Le soir, lorsque Judit avait la flemme de sortir, je marchais un moment sur la rambla du Raval, longue place oblongue plantée de palmiers, parsemée de bancs, avec un gigantesque chat de bronze, statue improbable, à son extrémité — les Pakis déambulaient dans leurs salwar kameez , les familles promenaient leurs enfants, les femmes et les petites filles indiennes portaient leurs belles robes de couleur, les gitans sortaient des chaises et discutaient sur le trottoir, devant un restaurant où dînaient, avant l’heure, quelques Britanniques dont on devinait, à la couleur de leurs épaules, qu’ils avaient passé la journée à la plage — tout ce petit monde prenait le frais, profitait de la trêve du soir et on aurait pu croire, en descendant et remontant la rambla du Raval, qu’il n’y avait ni antagonismes, ni haine, ni racisme, ni pauvreté — l’illusion ne durait pas bien longtemps ; généralement un Arabe commençait à emmerder un Paki, ou l’inverse, et on finissait par entendre des cris, qui parfois dégénéraient.
Lorsque le soleil était bas, je rentrais ; j’avais un nouveau rituel : je m’achetais une bouteille de vin rouge catalan au supermarché, quelques olives et une boîte de thon ; je m’installais sur mon minuscule balcon au quatrième étage, j’ouvrais la bouteille, la boîte, le paquet d’olives, je prenais un livre et j’attendais que la nuit tombe, doucement, j’étais le roi du monde. Mieux qu’Abû Nuwâs à la cour de Bagdad, mieux qu’Ibn Zaydûn dans les jardins d’Andalousie, je prenais une petite avance sur le Paradis, que Dieu me pardonne, il ne manquait que les houris. Je lisais un polar espagnol (faute de grives, on mange des merles) ou de la poésie arabe classique, à l’aide du dictionnaire que m’avait prêté Judit — déchiffrer un vers obscur aux mots oubliés était un immense plaisir.
J’avais découvert le vin. Un péché, certes, j’en conviens, mais un des plus agréables et des moins chers : selon la bouteille que je choisissais, elle me coûtait entre un euro cinquante et trois euros. Le puissant Royaume du Maroc taxant impitoyablement les alcools, je devais m’y contenter de café au lait ; ici la belle Espagne mettait le fruit de ses vignes à la portée de toutes les bourses.

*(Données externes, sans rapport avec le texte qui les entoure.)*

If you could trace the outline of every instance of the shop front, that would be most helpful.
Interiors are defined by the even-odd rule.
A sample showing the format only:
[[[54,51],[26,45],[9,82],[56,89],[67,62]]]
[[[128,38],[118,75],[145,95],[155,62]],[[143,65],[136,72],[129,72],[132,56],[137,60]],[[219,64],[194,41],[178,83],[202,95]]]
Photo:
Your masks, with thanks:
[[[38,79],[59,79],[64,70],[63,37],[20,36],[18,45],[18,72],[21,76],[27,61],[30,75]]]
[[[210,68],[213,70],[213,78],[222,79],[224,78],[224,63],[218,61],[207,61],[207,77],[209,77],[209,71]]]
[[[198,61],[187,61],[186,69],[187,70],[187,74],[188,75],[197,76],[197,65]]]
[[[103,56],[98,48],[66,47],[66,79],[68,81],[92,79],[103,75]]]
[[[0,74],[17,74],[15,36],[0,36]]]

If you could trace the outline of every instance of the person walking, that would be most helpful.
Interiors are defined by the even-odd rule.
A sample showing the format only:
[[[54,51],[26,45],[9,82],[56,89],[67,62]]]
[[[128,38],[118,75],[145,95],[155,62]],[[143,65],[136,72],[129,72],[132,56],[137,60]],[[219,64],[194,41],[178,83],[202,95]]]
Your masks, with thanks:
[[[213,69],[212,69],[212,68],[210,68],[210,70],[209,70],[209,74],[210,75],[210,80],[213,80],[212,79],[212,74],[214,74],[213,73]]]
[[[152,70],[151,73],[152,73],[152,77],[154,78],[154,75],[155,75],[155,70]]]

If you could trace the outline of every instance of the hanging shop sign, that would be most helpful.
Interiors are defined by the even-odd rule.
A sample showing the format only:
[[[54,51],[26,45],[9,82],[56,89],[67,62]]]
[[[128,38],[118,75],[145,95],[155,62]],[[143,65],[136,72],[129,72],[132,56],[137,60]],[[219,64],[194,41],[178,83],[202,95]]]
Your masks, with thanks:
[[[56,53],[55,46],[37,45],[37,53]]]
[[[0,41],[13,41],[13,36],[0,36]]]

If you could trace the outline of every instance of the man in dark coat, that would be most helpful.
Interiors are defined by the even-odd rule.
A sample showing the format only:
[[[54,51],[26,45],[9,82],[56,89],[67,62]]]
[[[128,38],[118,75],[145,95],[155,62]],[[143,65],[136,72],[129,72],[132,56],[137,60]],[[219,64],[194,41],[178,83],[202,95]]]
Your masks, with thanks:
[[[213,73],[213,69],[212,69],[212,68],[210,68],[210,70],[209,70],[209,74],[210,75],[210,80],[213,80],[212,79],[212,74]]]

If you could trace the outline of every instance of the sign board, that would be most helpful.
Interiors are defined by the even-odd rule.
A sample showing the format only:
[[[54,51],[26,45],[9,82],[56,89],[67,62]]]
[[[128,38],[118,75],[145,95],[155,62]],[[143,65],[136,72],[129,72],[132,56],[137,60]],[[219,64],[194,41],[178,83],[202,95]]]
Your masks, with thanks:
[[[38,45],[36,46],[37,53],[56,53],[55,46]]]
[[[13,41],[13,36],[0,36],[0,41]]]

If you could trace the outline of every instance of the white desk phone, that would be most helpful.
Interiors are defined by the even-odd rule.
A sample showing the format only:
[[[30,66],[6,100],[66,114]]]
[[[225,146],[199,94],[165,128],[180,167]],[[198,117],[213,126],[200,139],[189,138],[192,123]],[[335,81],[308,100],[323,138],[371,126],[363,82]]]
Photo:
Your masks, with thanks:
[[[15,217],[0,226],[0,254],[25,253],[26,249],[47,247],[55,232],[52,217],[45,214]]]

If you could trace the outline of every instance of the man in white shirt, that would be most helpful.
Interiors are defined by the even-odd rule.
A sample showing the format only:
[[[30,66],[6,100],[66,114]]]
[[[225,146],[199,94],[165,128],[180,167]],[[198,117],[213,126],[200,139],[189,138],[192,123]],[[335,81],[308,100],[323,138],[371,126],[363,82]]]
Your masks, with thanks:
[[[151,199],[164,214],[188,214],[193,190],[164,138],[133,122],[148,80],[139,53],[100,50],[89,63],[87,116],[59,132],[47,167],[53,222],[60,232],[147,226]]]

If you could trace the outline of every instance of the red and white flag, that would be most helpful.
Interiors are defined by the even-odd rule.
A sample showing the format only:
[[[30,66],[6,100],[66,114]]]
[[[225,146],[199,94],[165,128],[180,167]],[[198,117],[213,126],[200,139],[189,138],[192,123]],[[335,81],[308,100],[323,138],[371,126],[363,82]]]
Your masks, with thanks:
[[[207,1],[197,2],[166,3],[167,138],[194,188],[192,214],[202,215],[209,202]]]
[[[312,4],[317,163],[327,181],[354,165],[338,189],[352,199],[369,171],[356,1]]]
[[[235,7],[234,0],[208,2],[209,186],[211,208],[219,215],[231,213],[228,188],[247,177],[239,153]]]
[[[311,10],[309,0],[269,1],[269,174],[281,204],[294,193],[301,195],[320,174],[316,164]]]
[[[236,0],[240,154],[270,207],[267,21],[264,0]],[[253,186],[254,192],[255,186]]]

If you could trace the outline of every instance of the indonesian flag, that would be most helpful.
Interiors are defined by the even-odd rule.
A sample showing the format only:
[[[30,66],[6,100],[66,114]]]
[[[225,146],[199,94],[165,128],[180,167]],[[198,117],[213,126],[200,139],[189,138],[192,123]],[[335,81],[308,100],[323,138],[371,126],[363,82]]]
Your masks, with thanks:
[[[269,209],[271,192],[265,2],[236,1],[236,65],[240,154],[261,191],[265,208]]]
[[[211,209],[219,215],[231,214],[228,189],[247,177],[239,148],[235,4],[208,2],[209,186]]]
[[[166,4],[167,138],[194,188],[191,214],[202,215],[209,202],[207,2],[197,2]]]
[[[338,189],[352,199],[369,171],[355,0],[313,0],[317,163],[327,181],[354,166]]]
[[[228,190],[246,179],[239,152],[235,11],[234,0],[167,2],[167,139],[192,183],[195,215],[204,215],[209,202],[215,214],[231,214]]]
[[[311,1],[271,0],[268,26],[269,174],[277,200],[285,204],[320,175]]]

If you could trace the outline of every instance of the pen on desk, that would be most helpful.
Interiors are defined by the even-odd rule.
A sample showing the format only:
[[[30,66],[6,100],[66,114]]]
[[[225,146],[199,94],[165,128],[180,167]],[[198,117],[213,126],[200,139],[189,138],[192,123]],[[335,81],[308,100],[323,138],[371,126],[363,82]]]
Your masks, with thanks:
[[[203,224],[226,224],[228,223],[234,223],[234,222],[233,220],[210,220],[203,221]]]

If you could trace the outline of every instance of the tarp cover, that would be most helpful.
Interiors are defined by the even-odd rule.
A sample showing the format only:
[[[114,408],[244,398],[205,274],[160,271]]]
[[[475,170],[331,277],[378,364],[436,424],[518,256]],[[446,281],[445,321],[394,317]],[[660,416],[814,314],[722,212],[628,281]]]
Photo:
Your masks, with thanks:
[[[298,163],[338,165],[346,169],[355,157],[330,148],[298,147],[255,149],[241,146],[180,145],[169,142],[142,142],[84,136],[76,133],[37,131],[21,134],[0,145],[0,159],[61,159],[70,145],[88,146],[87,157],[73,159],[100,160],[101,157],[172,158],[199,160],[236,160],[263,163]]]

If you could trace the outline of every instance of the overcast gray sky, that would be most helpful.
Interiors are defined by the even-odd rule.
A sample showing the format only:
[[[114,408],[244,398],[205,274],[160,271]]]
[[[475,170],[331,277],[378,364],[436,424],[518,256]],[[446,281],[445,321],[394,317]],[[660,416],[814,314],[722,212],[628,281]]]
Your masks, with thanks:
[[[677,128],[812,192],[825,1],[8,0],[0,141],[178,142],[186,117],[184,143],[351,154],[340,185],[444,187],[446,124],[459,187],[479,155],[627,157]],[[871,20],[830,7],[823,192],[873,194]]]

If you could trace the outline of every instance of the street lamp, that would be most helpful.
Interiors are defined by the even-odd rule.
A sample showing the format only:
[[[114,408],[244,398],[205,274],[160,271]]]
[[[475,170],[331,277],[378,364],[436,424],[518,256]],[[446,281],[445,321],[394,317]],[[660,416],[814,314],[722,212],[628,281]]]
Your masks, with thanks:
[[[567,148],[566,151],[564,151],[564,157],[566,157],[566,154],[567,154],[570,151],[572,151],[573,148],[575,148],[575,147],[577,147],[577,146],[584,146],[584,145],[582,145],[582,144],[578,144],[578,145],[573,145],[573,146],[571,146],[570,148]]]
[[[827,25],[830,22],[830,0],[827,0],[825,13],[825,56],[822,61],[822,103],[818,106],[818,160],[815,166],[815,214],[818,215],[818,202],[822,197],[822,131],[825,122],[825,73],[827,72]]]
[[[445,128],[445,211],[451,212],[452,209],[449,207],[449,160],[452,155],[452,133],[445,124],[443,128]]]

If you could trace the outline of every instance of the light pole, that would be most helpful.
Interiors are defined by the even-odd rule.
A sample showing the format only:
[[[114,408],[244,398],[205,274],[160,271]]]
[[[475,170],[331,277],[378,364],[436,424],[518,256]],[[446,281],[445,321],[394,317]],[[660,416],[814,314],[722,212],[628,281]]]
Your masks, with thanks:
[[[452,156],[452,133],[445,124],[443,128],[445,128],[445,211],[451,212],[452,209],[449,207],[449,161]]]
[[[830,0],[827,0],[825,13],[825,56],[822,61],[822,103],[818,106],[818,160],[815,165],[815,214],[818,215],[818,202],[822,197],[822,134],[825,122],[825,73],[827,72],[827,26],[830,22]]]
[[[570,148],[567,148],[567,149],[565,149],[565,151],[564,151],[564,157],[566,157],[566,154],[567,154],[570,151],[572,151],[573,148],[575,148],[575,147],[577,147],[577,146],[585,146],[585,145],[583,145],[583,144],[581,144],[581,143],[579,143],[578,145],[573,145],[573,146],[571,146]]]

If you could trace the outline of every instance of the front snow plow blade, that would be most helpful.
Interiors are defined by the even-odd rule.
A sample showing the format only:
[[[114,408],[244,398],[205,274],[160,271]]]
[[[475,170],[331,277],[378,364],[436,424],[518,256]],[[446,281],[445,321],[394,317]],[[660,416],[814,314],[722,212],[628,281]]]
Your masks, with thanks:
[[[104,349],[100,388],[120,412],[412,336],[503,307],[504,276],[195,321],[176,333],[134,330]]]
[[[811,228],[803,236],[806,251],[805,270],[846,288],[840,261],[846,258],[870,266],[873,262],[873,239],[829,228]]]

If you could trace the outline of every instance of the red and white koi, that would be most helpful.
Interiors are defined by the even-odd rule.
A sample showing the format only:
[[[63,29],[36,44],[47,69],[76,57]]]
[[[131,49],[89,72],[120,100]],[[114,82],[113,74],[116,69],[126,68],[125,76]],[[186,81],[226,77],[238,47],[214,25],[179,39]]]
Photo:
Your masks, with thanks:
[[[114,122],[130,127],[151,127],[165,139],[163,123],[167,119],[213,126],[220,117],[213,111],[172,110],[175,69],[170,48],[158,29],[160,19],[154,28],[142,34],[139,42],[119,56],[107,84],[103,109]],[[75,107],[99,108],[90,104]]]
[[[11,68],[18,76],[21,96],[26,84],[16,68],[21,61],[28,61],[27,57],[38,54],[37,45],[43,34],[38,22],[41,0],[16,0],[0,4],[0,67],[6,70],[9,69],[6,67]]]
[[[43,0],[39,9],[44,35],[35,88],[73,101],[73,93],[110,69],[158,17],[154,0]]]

Le soleil finissait par disparaître presque en face de moi, vers l’église Sant Pau, il me restait encore une petite demi-heure de jour, puis il faisait trop sombre pour lire sur le balcon, alors j’observais un moment la rue ; le week-end, des dizaines de personnes faisaient la queue devant le local de la secte évangéliste, ou adventiste, ou je ne sais plus quelle hérésie minoritaire, nos voisins — ils avaient beaucoup de succès auprès des indigents, parce qu’ils distribuaient des repas après l’office. On ne peut bien évidemment pas préjuger de la sincérité de la foi qui animait ces ouailles en guenilles, si ça se trouve c’étaient de vrais protestants. En tout cas, cette église (une ancienne boucherie) faisait toujours salle comble — on les entendait chanter des cantiques ; ensuite ils parlaient d’amour, du Seigneur et de ses agneaux, du Christ qui reviendrait apporter la justice au jour de la Résurrection.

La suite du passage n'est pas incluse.